Overview: this course is an applied introduction to multilevel modelling that aims to give you deep understanding of the standard model. It does not presume any prior knowledge in multilevel modelling but does require you to be very familiar with multiple regression analysis

What are multilevel models? Populations commonly exhibit complex structure with many levels, so that patients (at level 1) are assigned to clinics (at level 2); pupils (1) attend schools (2), while individuals (1) may ‘learn’ their health-related behaviour in the context of households nested within households (2), in postcode sectors (3) in districts (4) in regions (5). In many cases the survey design reflects the structure of the population so that in a survey of voting intentions, the respondents (1) are clustered by constituencies (2). Longitudinal designs also give rise to multilevel structures so that there could be annual, repeated measures of income (level 1) on individuals (2) in different sectors of the economy (3). Another type of repeated-measures design is when the repetition occurs at the higher level. Thus schools (level 3) could be repeatedly monitored every year (2) for the performance of their students (1). Another possibility is a ‘multivariate’ structure where a number of different but related measurements are made on individuals.

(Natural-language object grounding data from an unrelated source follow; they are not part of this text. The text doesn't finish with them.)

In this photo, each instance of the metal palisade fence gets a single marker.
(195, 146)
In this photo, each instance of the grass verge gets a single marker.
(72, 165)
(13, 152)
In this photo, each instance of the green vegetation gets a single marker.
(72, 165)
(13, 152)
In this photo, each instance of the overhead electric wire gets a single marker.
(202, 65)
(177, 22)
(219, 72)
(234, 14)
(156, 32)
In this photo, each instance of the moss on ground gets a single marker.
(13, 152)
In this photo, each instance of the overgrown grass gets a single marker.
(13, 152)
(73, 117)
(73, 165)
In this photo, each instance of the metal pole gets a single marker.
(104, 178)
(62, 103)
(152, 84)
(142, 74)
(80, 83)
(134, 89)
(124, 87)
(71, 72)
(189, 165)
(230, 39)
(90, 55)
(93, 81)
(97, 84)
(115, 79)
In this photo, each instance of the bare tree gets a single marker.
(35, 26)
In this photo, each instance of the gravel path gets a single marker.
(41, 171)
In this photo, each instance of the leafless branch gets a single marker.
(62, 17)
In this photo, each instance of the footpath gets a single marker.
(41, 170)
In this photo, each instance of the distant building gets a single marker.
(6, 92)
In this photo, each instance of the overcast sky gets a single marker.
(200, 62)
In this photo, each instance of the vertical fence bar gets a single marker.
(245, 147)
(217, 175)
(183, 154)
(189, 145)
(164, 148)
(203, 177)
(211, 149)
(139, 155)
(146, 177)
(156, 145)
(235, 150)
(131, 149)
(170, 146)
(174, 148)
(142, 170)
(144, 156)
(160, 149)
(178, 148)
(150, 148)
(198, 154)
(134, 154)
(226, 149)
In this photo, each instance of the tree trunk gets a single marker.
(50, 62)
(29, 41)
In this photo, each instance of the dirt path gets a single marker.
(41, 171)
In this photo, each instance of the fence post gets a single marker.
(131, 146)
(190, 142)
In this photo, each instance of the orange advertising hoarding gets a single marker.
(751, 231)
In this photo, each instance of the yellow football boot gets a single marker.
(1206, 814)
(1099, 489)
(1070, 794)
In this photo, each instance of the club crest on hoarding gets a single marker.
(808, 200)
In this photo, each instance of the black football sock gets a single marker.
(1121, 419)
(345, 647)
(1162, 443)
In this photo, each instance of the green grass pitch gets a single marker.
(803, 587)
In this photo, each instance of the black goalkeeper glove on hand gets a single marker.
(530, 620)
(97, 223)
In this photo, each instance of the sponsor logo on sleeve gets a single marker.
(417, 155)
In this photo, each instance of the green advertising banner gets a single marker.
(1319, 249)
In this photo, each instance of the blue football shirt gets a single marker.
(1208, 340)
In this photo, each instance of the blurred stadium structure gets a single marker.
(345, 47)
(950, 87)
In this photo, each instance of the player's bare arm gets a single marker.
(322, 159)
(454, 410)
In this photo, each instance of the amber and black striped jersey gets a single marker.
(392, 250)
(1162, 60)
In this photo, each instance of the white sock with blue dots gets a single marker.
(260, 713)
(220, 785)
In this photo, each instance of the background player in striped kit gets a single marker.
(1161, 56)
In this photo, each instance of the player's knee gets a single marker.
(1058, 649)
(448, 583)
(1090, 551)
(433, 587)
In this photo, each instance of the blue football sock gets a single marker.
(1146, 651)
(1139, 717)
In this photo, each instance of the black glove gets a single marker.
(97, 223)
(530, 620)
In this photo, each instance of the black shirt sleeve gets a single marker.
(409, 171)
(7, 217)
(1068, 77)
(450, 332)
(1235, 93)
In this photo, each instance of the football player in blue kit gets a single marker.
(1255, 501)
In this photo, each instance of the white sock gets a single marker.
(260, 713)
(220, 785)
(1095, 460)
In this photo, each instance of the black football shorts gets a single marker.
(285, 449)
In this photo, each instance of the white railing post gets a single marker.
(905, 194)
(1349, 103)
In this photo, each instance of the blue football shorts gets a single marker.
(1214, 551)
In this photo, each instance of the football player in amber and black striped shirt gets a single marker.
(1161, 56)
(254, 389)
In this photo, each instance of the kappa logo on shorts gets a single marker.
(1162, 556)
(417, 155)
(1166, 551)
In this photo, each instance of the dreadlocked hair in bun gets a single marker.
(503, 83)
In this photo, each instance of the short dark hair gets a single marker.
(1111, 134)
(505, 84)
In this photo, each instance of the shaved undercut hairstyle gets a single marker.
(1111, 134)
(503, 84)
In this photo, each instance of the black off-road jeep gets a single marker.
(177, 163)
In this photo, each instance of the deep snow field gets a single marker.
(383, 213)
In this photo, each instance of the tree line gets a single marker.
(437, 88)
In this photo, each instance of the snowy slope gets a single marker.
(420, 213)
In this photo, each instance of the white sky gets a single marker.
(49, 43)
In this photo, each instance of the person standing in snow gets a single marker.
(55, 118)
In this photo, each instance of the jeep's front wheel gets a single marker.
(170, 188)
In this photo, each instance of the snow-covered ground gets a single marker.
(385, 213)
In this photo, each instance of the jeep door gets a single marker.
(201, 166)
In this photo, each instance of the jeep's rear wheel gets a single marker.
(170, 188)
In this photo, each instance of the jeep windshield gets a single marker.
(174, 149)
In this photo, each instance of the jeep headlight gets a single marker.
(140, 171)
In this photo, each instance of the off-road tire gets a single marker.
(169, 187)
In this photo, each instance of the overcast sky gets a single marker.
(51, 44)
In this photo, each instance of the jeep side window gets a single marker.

For example, there may be measurements of smoking, drinking and eating (all at level 1) for individuals (2) in communities (3). Yet another possibility arises in meta-analysis where an attempt is made to summarise quantitatively the results for subjects (level 1) nested within several studies (2). All these examples have so far been strictly hierarchical so that each lower unit nests exactly into one, and only one, higher-level unit. It is also possible to have cross-classified structures such as pupils (level 1) nested in neighbourhoods (2) and schools (also level 2), or respondents (1) in a survey nested within areas (2) and interviewers (2). In traditional analysis these levels in the data are often seen as a convenience in the design which has become a nuisance in the analysis. In contrast, by using multilevel models we are able to model simultaneously at several levels, gaining the potential for improved estimation, valid inference, and a better substantive understanding. In substantive terms, by working simultaneously at the individual and contextual levels, these analytic models begin to reflect the social organisation of life. By providing estimates of both the average effect of a variable over a number of settings, and the extent to which that effect varies over settings, these models provide a means of ‘thick’ quantitative description. The complexity of the real-world of people and places, both with a history, is not ignored in the pursuit of a single universal equation.

DAY TOPIC

1. Hierarchies and levels; introducing multilevel structures; unit and classification diagrams, fixed and random classifications, what alternatives from of analysis are available, and why they are inferior to random coefficient modelling?

2. Contextuality and varying relationships

3. From graphs to equations; random intercepts; a worked example; houses within neighbours; context and composition

4. Random-slope models; exemplification with analysis of school performance

5. Variables at higher-levels; modelling the effects of environmental quality on house prices

6. Modelling population heterogeneity: between-group variability, understanding dependency and autocorrelation, variance functions

7. Models with complex heterogeneity at level 1; between-individual variability; significance testing

8. Models with categorical predictors; complex heterogeneity at level 1 and level 2

9. Estimators: properties of shrinkage estimates, full information maximum likelihood and REML, Bayesian MCMC estimation

10. Going further – models with categorical responses, longitudinal analysis, etc; review and conclusions.